You satisfy all the basic conditions and the significant individual test, accordingly, you satisfy all the necessary conditions to be eligible to apply the retirement exemption.

The individual holds and will continue to hold, a 100% interest in the entity. They will therefore have a qualifying small business participation percentage (SBPP) and will be a significant individual just before the CGT event. They will be a CGT Concession Stakeholder at the time of the CGT Event.

You will be entitled to access the small business retirement exemption. The individual will be over 55 years of age at the time a qualifying payment is made, there will be no requirement for the payment (which must be made within the prescribed time limits) to be directed into a complying superannuation fund.

Can the Small Business Rollover at Subdivision 152-E of the ITAA 1997 apply?

To qualify for the small business rollover, you need to satisfy the basic conditions that apply to all CGT small business concessions. To be eligible for the roll-over relief the following conditions must be met:

The taxpayer disposing the asset and acquiring a replacement asset must be a small business entity or own shares in a small business entity. (Section 152-15 of the ITAA 1997) A small business entity is one with a net asset value of $6M or less. (Section 152-15 of the ITAA 1997).
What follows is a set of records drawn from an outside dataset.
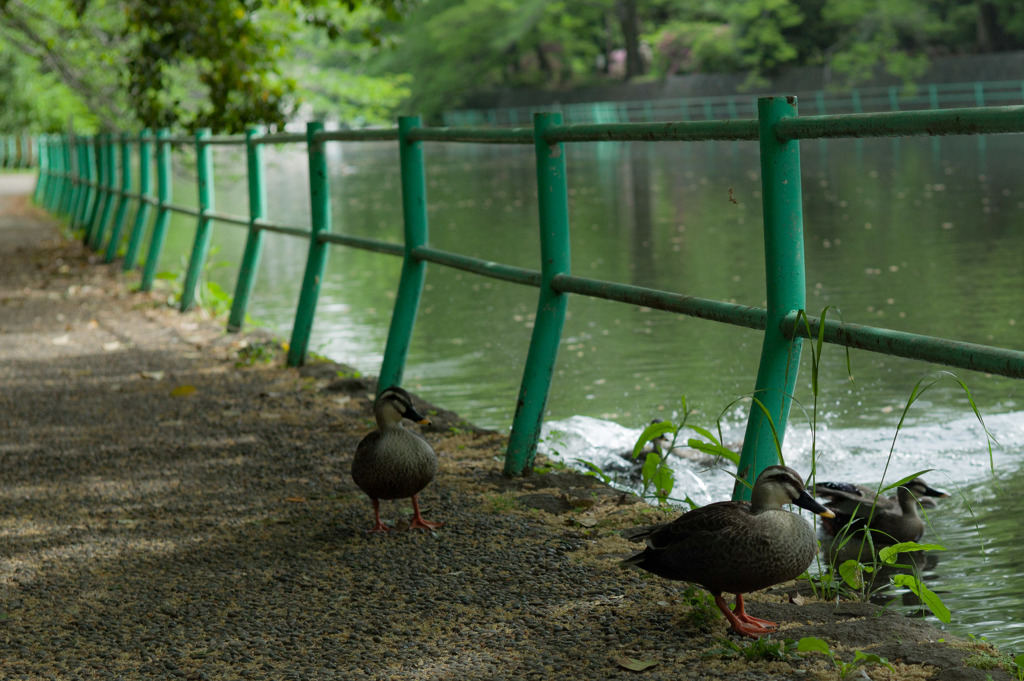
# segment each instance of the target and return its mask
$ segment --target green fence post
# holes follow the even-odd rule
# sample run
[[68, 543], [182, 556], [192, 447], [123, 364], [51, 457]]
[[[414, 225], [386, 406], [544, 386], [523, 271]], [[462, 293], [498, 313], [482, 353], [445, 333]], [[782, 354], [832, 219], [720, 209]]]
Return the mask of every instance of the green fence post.
[[67, 139], [63, 135], [40, 135], [39, 154], [46, 154], [46, 193], [43, 194], [43, 207], [54, 215], [60, 214], [63, 199], [64, 180], [67, 167], [64, 165], [64, 148]]
[[96, 230], [96, 220], [99, 218], [100, 207], [103, 205], [103, 198], [106, 195], [103, 188], [105, 168], [103, 162], [104, 146], [102, 135], [93, 136], [92, 142], [89, 144], [88, 151], [90, 154], [90, 172], [92, 173], [92, 201], [89, 204], [88, 211], [86, 211], [83, 224], [85, 227], [85, 235], [82, 237], [82, 243], [86, 246], [91, 245], [92, 235]]
[[82, 217], [82, 227], [85, 233], [82, 236], [82, 243], [92, 246], [92, 234], [96, 216], [99, 214], [100, 206], [103, 203], [103, 135], [93, 135], [86, 150], [89, 159], [89, 173], [92, 184], [89, 188], [90, 201], [88, 210]]
[[256, 272], [260, 267], [263, 253], [263, 230], [257, 224], [262, 220], [267, 206], [267, 181], [263, 174], [263, 145], [258, 138], [263, 134], [261, 126], [245, 131], [246, 169], [249, 178], [249, 235], [245, 239], [245, 252], [238, 268], [235, 295], [231, 300], [231, 314], [228, 316], [228, 331], [242, 330], [245, 311], [249, 308]]
[[78, 195], [77, 229], [84, 230], [83, 242], [89, 236], [89, 224], [92, 214], [96, 211], [97, 178], [96, 142], [93, 138], [83, 137], [81, 143], [82, 191]]
[[47, 187], [50, 183], [50, 158], [47, 137], [46, 133], [41, 134], [39, 141], [36, 143], [36, 154], [39, 156], [39, 161], [36, 165], [39, 166], [39, 172], [36, 174], [36, 188], [32, 192], [32, 203], [37, 206], [49, 204], [47, 200]]
[[32, 143], [35, 141], [35, 137], [27, 132], [21, 133], [18, 137], [18, 167], [19, 168], [31, 168], [33, 161], [36, 165], [39, 165], [39, 161], [36, 160], [36, 150], [33, 148]]
[[70, 215], [71, 230], [75, 231], [82, 227], [82, 215], [85, 213], [85, 208], [89, 203], [89, 181], [92, 178], [89, 171], [89, 146], [86, 139], [75, 135], [72, 144], [74, 145], [74, 155], [71, 159], [74, 165], [72, 181], [75, 186], [71, 195]]
[[160, 128], [156, 133], [156, 222], [153, 223], [153, 234], [149, 238], [146, 264], [142, 268], [142, 281], [139, 283], [142, 291], [153, 288], [160, 253], [167, 238], [167, 224], [171, 220], [171, 143], [167, 139], [170, 136], [171, 131], [167, 128]]
[[533, 118], [540, 213], [541, 282], [537, 318], [530, 337], [523, 381], [512, 419], [512, 432], [505, 452], [505, 475], [528, 475], [533, 472], [537, 440], [540, 438], [569, 302], [568, 294], [559, 293], [552, 287], [556, 275], [569, 273], [570, 263], [565, 149], [561, 143], [550, 144], [545, 139], [548, 129], [561, 123], [562, 115], [559, 113], [539, 113]]
[[199, 218], [196, 224], [196, 238], [192, 243], [192, 255], [185, 271], [185, 287], [181, 291], [181, 311], [191, 308], [196, 301], [196, 287], [210, 252], [210, 211], [213, 210], [213, 152], [207, 143], [211, 135], [209, 128], [196, 131], [196, 176], [199, 180]]
[[57, 164], [61, 170], [61, 177], [58, 183], [59, 191], [56, 195], [57, 205], [54, 212], [67, 218], [71, 218], [71, 201], [74, 194], [72, 178], [75, 173], [74, 166], [74, 140], [69, 135], [61, 135]]
[[[763, 97], [757, 102], [760, 121], [761, 194], [764, 211], [767, 327], [761, 346], [754, 398], [740, 454], [738, 475], [753, 484], [758, 473], [778, 463], [772, 425], [782, 446], [802, 340], [787, 340], [782, 320], [805, 309], [803, 205], [800, 192], [800, 143], [780, 141], [775, 124], [797, 115], [796, 97]], [[761, 408], [764, 406], [764, 409]], [[736, 483], [733, 499], [749, 499], [750, 488]]]
[[117, 187], [117, 211], [114, 213], [114, 228], [110, 232], [110, 243], [103, 262], [113, 262], [117, 256], [117, 247], [121, 245], [124, 234], [124, 219], [128, 213], [128, 191], [132, 187], [132, 145], [128, 135], [121, 134], [121, 184]]
[[149, 202], [153, 198], [152, 139], [153, 135], [149, 129], [143, 130], [139, 134], [139, 208], [135, 211], [135, 223], [132, 225], [132, 233], [128, 237], [128, 248], [125, 250], [124, 264], [121, 266], [125, 272], [132, 271], [138, 264], [142, 235], [146, 232], [146, 223], [149, 221], [152, 207]]
[[103, 153], [100, 155], [100, 177], [103, 178], [103, 203], [99, 211], [100, 217], [92, 230], [92, 238], [89, 245], [93, 250], [99, 250], [103, 246], [103, 236], [107, 231], [107, 223], [110, 221], [110, 211], [114, 206], [114, 183], [117, 181], [117, 162], [114, 146], [114, 136], [111, 133], [103, 135]]
[[92, 201], [89, 204], [89, 210], [85, 214], [85, 237], [84, 243], [88, 246], [89, 239], [92, 237], [93, 231], [96, 226], [96, 220], [100, 214], [100, 208], [103, 205], [103, 197], [105, 191], [103, 189], [104, 180], [104, 162], [103, 162], [103, 136], [93, 135], [92, 141], [89, 144], [90, 153], [90, 172], [92, 173]]
[[420, 116], [398, 119], [398, 150], [402, 172], [402, 217], [405, 224], [405, 258], [398, 281], [398, 295], [391, 314], [391, 327], [384, 348], [377, 387], [384, 390], [402, 383], [409, 354], [416, 312], [420, 306], [427, 264], [413, 257], [413, 249], [427, 244], [427, 182], [423, 167], [423, 143], [408, 139], [409, 132], [423, 125]]
[[898, 85], [889, 86], [889, 111], [900, 110], [900, 88]]
[[288, 366], [299, 366], [306, 361], [309, 336], [313, 331], [313, 316], [320, 297], [324, 268], [327, 266], [327, 242], [320, 240], [321, 234], [331, 231], [330, 184], [327, 181], [327, 155], [324, 140], [317, 133], [324, 129], [320, 121], [306, 124], [306, 146], [309, 153], [309, 200], [312, 233], [309, 235], [309, 255], [306, 258], [306, 273], [302, 277], [302, 291], [299, 305], [295, 310], [292, 325], [292, 340], [288, 346]]
[[79, 161], [79, 141], [74, 135], [63, 134], [63, 170], [65, 170], [65, 181], [63, 190], [60, 193], [59, 212], [68, 217], [68, 224], [75, 226], [75, 217], [78, 215], [78, 201], [82, 193], [82, 171]]
[[[57, 213], [54, 194], [59, 189], [60, 164], [57, 161], [57, 152], [60, 150], [60, 140], [57, 135], [42, 134], [39, 136], [39, 179], [42, 180], [42, 187], [38, 189], [39, 205], [53, 214]], [[45, 166], [45, 168], [44, 168]]]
The asset disposed of must be an active asset. (Section 152-35 of the ITAA 1997) An active asset is an asset owned directly by you that is used or held ready for use in the course of carrying on a business. (Section 152-40 of the ITAA 1997). A share held in a resident company is an active asset if at least 80% of the company's assets are being used in the carrying on of a business. [Section 152-40(3)].

An active asset can also be property that is temporarily used to derive rental income prior to being used for the purpose of carrying on a business. [Section 152-40(4) of the ITAA 1997].
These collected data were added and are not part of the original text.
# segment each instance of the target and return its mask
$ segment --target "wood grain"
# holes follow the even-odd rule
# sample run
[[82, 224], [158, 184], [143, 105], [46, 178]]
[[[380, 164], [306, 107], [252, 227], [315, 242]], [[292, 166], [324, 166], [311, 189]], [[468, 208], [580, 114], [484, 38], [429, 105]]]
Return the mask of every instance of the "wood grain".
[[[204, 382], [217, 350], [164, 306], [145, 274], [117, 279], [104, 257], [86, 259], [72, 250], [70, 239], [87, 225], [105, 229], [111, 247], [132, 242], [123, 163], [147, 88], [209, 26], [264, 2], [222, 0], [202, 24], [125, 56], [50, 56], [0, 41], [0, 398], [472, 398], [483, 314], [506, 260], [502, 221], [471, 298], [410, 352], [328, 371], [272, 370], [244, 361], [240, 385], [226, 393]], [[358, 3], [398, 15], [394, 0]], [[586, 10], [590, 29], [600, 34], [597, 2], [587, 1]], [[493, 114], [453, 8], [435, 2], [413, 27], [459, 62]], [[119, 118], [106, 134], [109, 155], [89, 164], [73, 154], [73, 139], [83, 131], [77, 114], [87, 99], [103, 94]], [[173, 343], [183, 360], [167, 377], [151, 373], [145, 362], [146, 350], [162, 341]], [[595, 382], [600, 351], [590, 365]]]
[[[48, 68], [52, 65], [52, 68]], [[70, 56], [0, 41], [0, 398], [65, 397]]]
The asset acquired (the replacement asset) must also be an active asset passing the same tests referred to above. (Sections 152-35 & 152-40 of the ITAA 1997).
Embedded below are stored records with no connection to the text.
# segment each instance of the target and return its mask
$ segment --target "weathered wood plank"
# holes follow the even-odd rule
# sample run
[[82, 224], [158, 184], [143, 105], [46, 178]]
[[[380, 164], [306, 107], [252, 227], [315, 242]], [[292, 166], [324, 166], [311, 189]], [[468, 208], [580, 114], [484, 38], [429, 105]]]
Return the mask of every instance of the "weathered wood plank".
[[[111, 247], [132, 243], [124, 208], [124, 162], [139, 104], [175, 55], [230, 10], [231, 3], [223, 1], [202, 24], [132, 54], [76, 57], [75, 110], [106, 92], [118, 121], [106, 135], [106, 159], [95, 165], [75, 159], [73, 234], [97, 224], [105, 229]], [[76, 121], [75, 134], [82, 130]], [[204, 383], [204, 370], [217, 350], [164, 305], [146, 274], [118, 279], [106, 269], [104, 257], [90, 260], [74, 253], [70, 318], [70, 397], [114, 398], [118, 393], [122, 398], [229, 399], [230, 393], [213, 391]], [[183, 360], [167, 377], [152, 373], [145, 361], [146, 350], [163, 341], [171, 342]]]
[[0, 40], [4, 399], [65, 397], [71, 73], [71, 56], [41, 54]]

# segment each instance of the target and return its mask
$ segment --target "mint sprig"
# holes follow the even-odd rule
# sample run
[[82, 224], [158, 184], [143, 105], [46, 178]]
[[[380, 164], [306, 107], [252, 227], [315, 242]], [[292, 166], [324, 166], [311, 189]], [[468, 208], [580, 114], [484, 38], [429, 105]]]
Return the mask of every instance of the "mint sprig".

The replacement asset must be acquired within the replacement asset period, starting one year before, and ending two years after the last CGT event in the income year for which you obtain the rollover. (Section 104-185 of the ITAA 1997).

You may choose to apply the small business rollover to as much of the capital gain as you decide, as you have met all the necessary requirements.

Is the Surrender of Lease for Consideration a GST Taxable Supply?

In accordance with subsection 7-1(1) of the GST Act, GST is payable on taxable supplies.

Under section 9-5 of the GST Act, an entity makes a taxable supply if:

    • it makes a supply for consideration;

    • the supply is made in the course or furtherance of an enterprise that it carries on;

    • the supply is connected with Australia; and

    • the entity is registered, or required to be registered for GST.

The entity is making a taxable supply when it surrenders its rights to lease commercial premises from the lessor.

Consideration is defined in subsection 9-15(1) of the GST Act to include any payment, act or forbearance in connection with, in response to or for the inducement of a supply of anything. The entity is receiving a lump sum payment to vacate the premises.

You are registered for GST purposes. The surrender of the lease by you is neither a GST-free nor an input taxed supply, it is therefore taxable in nature and will be subject to GST at 10%.